Estabas guardando tus cosas en tu bolsa luego de por fin despedir al último niño cuando su madre vino a recogerlo en la salida, cuando la puerta del salón fue tocada, girándote rápidamente para ver de quién se trataba.
—Adelante.—Murmuraste en respuesta y lo primero que viste fue como tu novio asomó la mitad de su rostro, con un gesto apenado.—Oh, ¿Qué haces aquí?
—Yo... vine a recogerte.—Asintió, pero parecía más como si tratara de convencerme a sí mismo que la verdad.
Entrecerraste tus ojos, observándolo a detalle.—¿Por qué no entras por completo? ¿Me estás ocultando algo?
Después de un momento que pareció una eternidad, soltó un suspiro pesado y entró por completo, revelando una ligera cortada sobre su ceja y un par de rasguños en su mejilla. A decir verdad, no te sorprendiste tanto, siendo tu novio un boxeador en ascenso y acostumbrabas verlo en esas condiciones luego de sus duros entrenamientos cuando solían exigirle demasiado y luego se enfrentaban con personas con muchos años arriba del ring. Tu novio no era inexperto, pero tampoco era un dios en el boxeo que pueda atajar un buen golpe todo el tiempo.
—¿Debo de preguntar siquiera cómo lograste salir herido?—Volviste a sacar tus cosas de la bolsa, buscando una de tus famosas curitas entre las pertenencias.
—Ya sabes, otro día de mucho entrenamiento.—Se encogió de hombros, cerrando la puerta detrás suyo y caminando hasta a ti. Cuando estuvo a tu lado, rodeó tu cintura con un brazo y mostró una pequeña sonrisa en su rostro.—Pero nada que tú no puedas arreglar.
Negaste divertida y señalaste que tomara asiento en la silla de tu escritorio, escogiendo que estampado estaría en su rostro ahora.
—¿Quieres uno de ranitas o uno de hongos?
Rodó los ojos, pero sabías que a él le gustaban esas curitas. De hecho, las habías comprado especialmente para él.—De ranitas.
Reíste por su tono y luego te colocaste frente suyo, quedando entre el hueco de sus piernas y sentiste sus manos vagando a la altura de tus caderas. En tus manos disponías ya de un algodón humedecido con alcohol, y acostumbrado al proceso, no se inmutó cuando sintió la frialdad del algodón contra su piel, solo siguió aferrando sus manos en tu cuerpo.
—¿Qué pensarán de mí cuando me vean saliendo de aquí con un curita de ranitas?—Cuestionó, frunciendo el ceño como si ello le disgustara.
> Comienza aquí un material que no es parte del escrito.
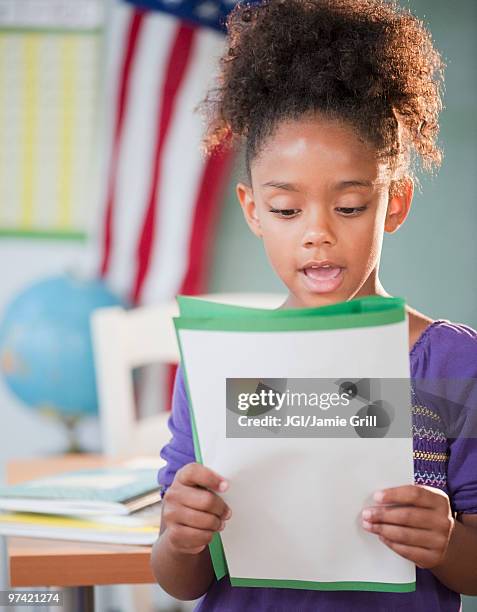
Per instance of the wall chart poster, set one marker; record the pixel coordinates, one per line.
(49, 85)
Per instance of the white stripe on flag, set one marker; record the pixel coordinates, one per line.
(137, 147)
(181, 175)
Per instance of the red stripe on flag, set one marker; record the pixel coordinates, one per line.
(206, 216)
(177, 64)
(135, 26)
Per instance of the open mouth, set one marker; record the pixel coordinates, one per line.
(323, 279)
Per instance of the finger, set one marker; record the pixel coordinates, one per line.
(424, 538)
(198, 499)
(199, 520)
(416, 495)
(422, 557)
(196, 474)
(187, 539)
(410, 516)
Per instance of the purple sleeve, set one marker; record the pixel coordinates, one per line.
(180, 449)
(451, 374)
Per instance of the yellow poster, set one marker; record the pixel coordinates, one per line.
(49, 77)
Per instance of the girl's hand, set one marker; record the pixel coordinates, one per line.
(192, 511)
(418, 529)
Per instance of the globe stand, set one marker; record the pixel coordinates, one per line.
(70, 423)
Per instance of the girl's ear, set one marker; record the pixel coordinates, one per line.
(247, 202)
(399, 204)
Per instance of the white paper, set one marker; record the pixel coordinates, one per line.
(297, 503)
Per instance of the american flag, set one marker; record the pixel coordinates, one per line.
(160, 198)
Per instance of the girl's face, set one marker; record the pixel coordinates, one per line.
(319, 199)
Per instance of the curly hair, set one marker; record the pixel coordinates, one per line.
(370, 63)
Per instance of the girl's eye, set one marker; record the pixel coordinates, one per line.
(284, 212)
(351, 212)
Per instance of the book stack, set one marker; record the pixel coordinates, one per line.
(116, 505)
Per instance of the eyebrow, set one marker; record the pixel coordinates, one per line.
(337, 187)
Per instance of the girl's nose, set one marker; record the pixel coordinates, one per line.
(318, 231)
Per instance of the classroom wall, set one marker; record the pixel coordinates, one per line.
(430, 261)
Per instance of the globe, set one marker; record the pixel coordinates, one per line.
(46, 354)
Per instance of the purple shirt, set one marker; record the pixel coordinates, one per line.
(445, 350)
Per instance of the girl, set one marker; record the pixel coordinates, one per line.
(334, 100)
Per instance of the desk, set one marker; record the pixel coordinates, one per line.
(37, 562)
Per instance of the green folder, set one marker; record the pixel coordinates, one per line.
(199, 314)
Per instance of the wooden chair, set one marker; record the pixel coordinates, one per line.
(128, 339)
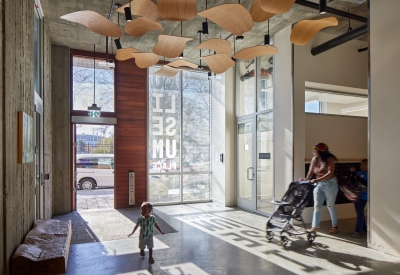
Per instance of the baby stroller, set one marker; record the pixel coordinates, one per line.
(290, 208)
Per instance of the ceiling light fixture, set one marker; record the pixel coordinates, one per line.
(204, 25)
(267, 37)
(239, 38)
(94, 110)
(322, 6)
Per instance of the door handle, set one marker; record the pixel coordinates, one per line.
(248, 173)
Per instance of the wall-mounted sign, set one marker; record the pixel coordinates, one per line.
(264, 155)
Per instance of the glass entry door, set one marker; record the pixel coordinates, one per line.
(245, 164)
(255, 163)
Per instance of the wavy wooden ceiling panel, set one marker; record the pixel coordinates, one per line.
(167, 71)
(258, 14)
(218, 63)
(252, 52)
(276, 6)
(305, 30)
(125, 54)
(140, 26)
(177, 10)
(232, 17)
(94, 22)
(217, 45)
(145, 8)
(145, 60)
(170, 46)
(182, 63)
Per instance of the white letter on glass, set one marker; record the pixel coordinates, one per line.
(158, 147)
(172, 123)
(157, 109)
(159, 126)
(168, 151)
(172, 110)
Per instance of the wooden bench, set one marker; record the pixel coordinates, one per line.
(45, 249)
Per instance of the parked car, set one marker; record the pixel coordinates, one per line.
(94, 170)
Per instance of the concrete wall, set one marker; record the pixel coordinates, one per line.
(347, 137)
(47, 126)
(60, 83)
(223, 138)
(384, 187)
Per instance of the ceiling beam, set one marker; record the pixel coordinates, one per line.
(332, 10)
(341, 39)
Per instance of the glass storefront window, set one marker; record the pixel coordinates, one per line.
(264, 84)
(246, 87)
(83, 89)
(179, 137)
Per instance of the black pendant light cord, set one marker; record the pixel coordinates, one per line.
(94, 71)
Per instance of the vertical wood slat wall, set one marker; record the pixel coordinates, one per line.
(130, 132)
—Perfectamente podías esperar para estar en casa, deja de hacerte el malo estando conmigo y deja que pueda colocar el curita.—Mordiste tu labio en concentración y con delicadeza ejerciste leve presión, satisfecha de que hubiera quedado bien.—Listo, niño grande. Te portaste bien, ¿Debería de darte una estrellita? Tengo una dorada aún, también tengo rojas y verde.—Te seguiste burlando, sacando la pequeña caja donde guardabas las estrellitas cuando tus niños se portaban bien.
Eras maestra de preescolar, por lo que todo lo que disponías de material infantil era para los niños que veías todos los días. Amabas poder convivir con ellos, además de conocer a sus padres y crear una convivencia pacífica y que todos adoraran. Claro, lo ideal era usar tus materiales con los niños, pero había mucha ocasiones en los que el hombre que tenías en frente se comportaba como un niño y exigía los mismos tratos que les dabas a tus niños.
Y aunque muchas veces negaba que le gustaba relucir las curitas de colores o cualquier cosa que pareciera infantil, en la soledad de su hogar y en medio de los abrazos y besos, confesaba que eran su parte favorita después de salir de un largo y agotador entrenamiento.
Así que después de llegar a casa, tener una linda cena donde compartieron como les fue en sus respectivas actividades fuera de casa, limpiaron todo y se alistaron para dormir. Y en medio de la oscura habitación, abrazados y acomodados al lado del otro, decidieron dormir ya que el día siguiente parecía tan agotador como el que habían pasado.